February lied. I knew it as a child. I called that shit at five. I could see the walls bleed with heart-shaped knives.
February lied.
I was tiny and I could feel this darkness in that universe inside me. Something wasn’t right. Every February without fail, I’d become somewhat catatonic and my will, to do anything, failed. Like clockwork.
I couldn’t control it and I had no idea why. But I know why now.But I also know how to handle it now, so it's got nothing on me. We're still together and I'm better and NOTHING binds me.
Everyone who knows me, knows how I used to be in February. Brace yourself it's coming, she's sinking. They beg me to sleep if off, they tell jokes and try to hold me. They'd try. But I just couldn't.
Because February lied.
I grew up and those two weeks in February still happened until one cold year it changed. Furniture rearranged. February wasn’t this time of being completely tied to bed, stuck in my head, with an apathy worse than pain. No. The lover’s month lied. February became the month when everybody I loved began to die.
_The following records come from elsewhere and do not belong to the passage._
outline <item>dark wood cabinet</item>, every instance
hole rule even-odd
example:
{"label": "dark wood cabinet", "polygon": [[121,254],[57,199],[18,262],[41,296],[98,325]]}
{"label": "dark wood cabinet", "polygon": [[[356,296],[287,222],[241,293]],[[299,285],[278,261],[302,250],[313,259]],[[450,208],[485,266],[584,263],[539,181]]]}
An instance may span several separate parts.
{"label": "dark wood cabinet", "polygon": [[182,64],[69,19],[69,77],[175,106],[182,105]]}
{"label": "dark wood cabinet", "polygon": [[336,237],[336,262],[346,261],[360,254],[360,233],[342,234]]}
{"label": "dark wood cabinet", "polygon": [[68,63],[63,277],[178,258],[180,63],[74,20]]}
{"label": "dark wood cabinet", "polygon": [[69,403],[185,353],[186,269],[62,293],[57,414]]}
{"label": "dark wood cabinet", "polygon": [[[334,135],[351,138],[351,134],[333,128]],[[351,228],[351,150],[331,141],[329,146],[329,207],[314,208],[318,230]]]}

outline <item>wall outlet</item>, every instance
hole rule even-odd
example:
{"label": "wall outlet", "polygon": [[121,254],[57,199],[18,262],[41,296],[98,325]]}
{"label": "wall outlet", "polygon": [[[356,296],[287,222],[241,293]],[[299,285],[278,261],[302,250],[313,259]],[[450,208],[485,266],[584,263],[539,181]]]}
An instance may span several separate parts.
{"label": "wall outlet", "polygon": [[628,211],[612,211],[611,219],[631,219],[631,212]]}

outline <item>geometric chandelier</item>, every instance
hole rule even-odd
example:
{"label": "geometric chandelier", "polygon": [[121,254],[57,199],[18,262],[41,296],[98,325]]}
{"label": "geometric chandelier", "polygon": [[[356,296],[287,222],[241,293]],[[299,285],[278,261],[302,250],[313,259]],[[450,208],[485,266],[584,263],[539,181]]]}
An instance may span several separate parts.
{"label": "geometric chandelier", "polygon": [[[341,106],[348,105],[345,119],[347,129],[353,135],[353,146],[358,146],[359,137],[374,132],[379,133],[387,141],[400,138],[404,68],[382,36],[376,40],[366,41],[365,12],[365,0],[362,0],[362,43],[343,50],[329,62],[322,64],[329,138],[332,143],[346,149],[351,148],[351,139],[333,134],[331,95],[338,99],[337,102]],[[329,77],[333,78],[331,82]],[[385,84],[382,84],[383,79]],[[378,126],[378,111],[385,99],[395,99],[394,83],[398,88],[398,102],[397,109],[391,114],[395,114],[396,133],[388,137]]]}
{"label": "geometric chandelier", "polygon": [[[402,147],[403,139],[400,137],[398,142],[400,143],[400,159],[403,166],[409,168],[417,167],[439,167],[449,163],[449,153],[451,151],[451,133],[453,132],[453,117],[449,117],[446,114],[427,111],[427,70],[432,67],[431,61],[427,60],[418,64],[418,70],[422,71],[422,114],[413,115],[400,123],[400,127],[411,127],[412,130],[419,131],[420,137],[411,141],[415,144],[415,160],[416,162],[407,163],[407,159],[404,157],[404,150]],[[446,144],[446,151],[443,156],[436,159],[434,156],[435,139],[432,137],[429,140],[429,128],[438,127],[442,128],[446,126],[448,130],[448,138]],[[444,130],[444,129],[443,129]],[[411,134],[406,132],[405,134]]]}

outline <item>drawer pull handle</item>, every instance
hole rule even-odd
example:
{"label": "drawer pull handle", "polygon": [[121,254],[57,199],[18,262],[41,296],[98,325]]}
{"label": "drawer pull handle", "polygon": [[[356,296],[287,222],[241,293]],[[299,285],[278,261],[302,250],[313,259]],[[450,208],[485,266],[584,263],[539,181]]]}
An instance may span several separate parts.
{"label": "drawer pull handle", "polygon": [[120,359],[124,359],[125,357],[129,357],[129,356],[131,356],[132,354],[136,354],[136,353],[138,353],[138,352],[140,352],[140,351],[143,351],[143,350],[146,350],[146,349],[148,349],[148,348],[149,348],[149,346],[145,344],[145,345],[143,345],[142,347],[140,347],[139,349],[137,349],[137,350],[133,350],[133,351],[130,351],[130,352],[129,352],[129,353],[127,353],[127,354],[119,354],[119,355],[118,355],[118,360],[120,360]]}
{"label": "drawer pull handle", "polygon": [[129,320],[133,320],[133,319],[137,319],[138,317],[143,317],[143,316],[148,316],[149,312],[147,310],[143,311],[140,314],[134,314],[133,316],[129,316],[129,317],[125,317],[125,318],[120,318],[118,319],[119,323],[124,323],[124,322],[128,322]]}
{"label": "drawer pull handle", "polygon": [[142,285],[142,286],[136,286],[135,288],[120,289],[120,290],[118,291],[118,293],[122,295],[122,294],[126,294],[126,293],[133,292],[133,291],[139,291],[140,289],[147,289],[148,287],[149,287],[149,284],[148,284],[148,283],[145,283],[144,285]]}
February lied. I called that shit at five.
It’s like I knew what February had in store. Their candy didn't fool this little girl. All the hearts that I’ve held, that I’d hold no more.
I want to applaud the spinners and the sinners who concocted the lover’s intertwined angle. Like this is for lovers, still together and not the holes at our tables? Reservations and chocolate and shit words on wasted trees. When it’s six feet under and never again and “that time that we…”
It’s not a fancy box of wine and some sexy time… it’s just crying and calling it what it is.
Bullshit. Not fine.
February lied.
The truth about love in February is that it kills me. February takes away – it’s a thief. Takes souls I love and leaves.
February lied. I called that shit at five.
But maybe it didn’t. Because I always knew, but just the same, it still tried to. Something was up in February that would just incapacitate me with the deepest of blues. I guess even as a young girl, I was strong, you couldn'’t lie to my intuition. Something in me knew.
But I don’t fall down in Februaries anymore. I take everything, every anniversary of a death, and I let it dare me to do one thing I thought I could never do. Just one more. It’s the only way I know how to keep my loves active and here.
I move for you. I don't care if I'm naked and immobile, I promise to always try to, my dears.
That way, you change my destiny for the better, wherever you are, in that way, you’re here. Good as gold, back seat of my messy car. We never part if we play it that way. And so, I don’t think your gone anymore – I say your name everyday. We just learned to coexist in a different type of way. Until eternity let's you come back 'round my way.
February lied. I called that shit at five.
February is not about the kind of love that is "together". It’s about being apart and knowing how to survive....in really shitty weather.